Ele responde às preocupações perguntando se “épossível separar religião de vigarice?". Guzzo responde: “Possível, é — pensando bem, é perfeitamente possível. O impossível é escrever leis que resolvam o problema de maneira eficaz, racional e coerente com a democracia”. “O que fazer se o cidadão acredita que vai ficar rico, ou obter algum prodígio parecido, pagando o seu dízimo ao pastor? Os postes das cidades brasileiras também estão cobertos de cartazes com promessas de benefícios do tarô, dos búzios, da ‘amarração’ garantida". Trata-se de “propaganda 100% enganosa, mas fica assim mesmo — e talvez seja bom que fique, pois imagine-se o que acabaria saindo se nossos poderes públicos tentassem se meter nisso”.
Para as cabeças que se acham politicamente corretas, ironizadas pelo colunista, é desapontador “ver os cultos evangélicos crescendo, enquanto em Nova York e no resto do mundo bem-sucedido as pessoas vão a concertos de orquestras sinfônicas e não admitem a circulação de preconceitos”. Essas pessoas, que é claro não foram ao Teatro Municipal do Rio de Janeiro (em homenagem à Reforma Protestante) para ver coros, orquestras e pianistas tocando peças “de qualidade” ficam frustradas porque “não podem exigir que os evangélicos sejam proibidos de existir; secretamente, bem que gostariam que eles sumissem por conta própria, mas essa não é opção disponível na vida real”.
Guzzo conclui: “Num momento em que apoiar a diversidade passou a ser a maior virtude que um cidadão pode ter, fica complicado sustentar que no caso dos evangélicos a diversidade não se aplica. Não há outro jeito. Se você defende a ‘arte incômoda’, digamos, tem de estar preparado para conviver com a “‘religião incômoda’”.
Houve uma reação apressada em muitos círculos evangélicos, que se esqueceram de perceber o tom totalmente irônico do autor contra as elites brasileiras, não contra os evangélicos. A linguagem é indireta, como se ele assumisse os preconceitos denunciados, embora o autor seja claro em os condenar.
A única crítica que dirige contra os evangélicos é a mesma que muitos fazemos, diante dos pregadores que prometem o que o Senhor Deus não promete, em suas propostas de troca de ofertas por bênçãos.

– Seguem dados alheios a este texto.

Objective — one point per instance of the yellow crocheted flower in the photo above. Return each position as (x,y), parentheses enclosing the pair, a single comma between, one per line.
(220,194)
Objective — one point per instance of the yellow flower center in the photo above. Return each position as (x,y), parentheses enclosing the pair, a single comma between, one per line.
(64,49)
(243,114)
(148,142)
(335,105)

Não devemos descartar a ameaça real contra a liberdade religiosa no Brasil. O perigo vem do poder legislativo e executivo, quando criam leis ou baixam portarias que pretendem impor padrões morais à sociedade, como temos visto, por exemplo, na chamada questão de gênero, obrigando pais e professores a fazer o que está contra a sua consciência.
Uma área crítica é o esforço coordenado dos mesmos dois poderes rumo a um controle das igrejas (as ruins e as boas, lembremos — mas como separar o joio do grito, perguntemos, junto com J.R. Guzzo), num atentado ao pétreo princípio da separação entre igreja e estado
Quanto à crítica de Guzzo, a única que faz, de que há líderes religiosas escroques, temos que reconhecer que ele está certo em alguns casos e, ao mesmo tempo, cuidar para que a gestão dos recursos entregues em nossas igrejas sejam realmente usados para os fins a que se destinam, apresentados e conferidos com total transparência. Tanto quanto o juízo, por vezes injusto das elites e dos governos, devemos temer o juízo de Deus, que espera que façamos o que é certo, mesmo que protegidos pela lei dos homens a fazer o contrário.